MIDF Sector Research

Sunway REIT - Creating a More Balanced Portfolio

sectoranalyst
Publish date: Fri, 26 Apr 2019, 09:59 AM

INVESTMENT HIGHLIGHTS

  • Education asset acquisition completed
  • Expect full year earnings to come within estimates
  • Earnings for FY20F up by 1% to factor in the inclusion of the education asset
  • Maintain BUY with adjusted TP of RM2.02 (previously RM1.93)

Education asset acquisition completed. Sunway REIT has completed the acquisition of its first education asset for RM550m. Of the full amount, RM340m is funded through perpetual note programme (perps). We think that the coupon rate for the perps will be higher than its existing loan interest rates of slightly over 4% but the purchase should still be earnings accretive as the debt to equity ratio is 38:62. We estimate that the new asset will make up about 5% of Sunway REIT’s total revenue for FY20F. Earnings contribution for FY19F is expected to be limited to two months. We also expect the one-off fees arising from the establishment of the perps to be minimal and will most likely be offset by the positive contribution of the asset.

Expect full year earnings to come within estimates. We expect the upcoming quarter core net income to be on par with the set of numbers in the previously corresponding period. We expect this to be supported by the positive rental income growth from Sunway Pyramid. Meanwhile, the improved office segment is offset by the weaker performance from the hotel segment. That said, the refurbishment work at Sunway Resort and Spa had come to an end towards end-2018 and we expect recovery in revenue from the hotel going forward.

Earnings for FY20F up by 1% to factor in the inclusion of the education asset. Looking ahead, we expect Sunway REIT to continue to balance its portfolio in order to achieve earnings accretion in the long run. This may include further acquisition of more assets from the “others” segment.
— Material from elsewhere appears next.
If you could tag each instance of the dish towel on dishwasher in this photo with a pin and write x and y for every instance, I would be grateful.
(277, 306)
Currently, Sunway REIT owns The Sunway Medical Centre, an industrial asset in Shah Alam and the education property other than its retail, hotel and office segments. We are positive on this strategy as the long-term tenancy agreement from this category may buffer the income volatility of the hotel segment, thus providing better stability for the REIT. Subsequently, we have included the contribution from the education asset into our earnings estimate for FY20F but leave FY19F estimate unchanged. We introduce our FY21F numbers.
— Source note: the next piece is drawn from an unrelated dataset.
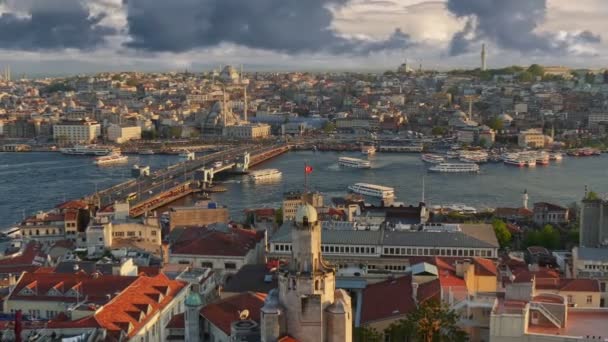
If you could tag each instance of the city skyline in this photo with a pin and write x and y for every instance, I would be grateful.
(73, 36)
Maintain BUY with adjusted TP of RM2.02 (previously RM1.93) as we roll over our base year. Our Dividend Discount Model-based valuation (required rate of return of 7.4%; terminal growth rate of 2.0%) is maintained. We like SUNREIT for its integrated asset cluster in a mature township and stable prospects from its crown jewel Sunway Pyramid Mall. Dividend yield is estimated at 4.8%.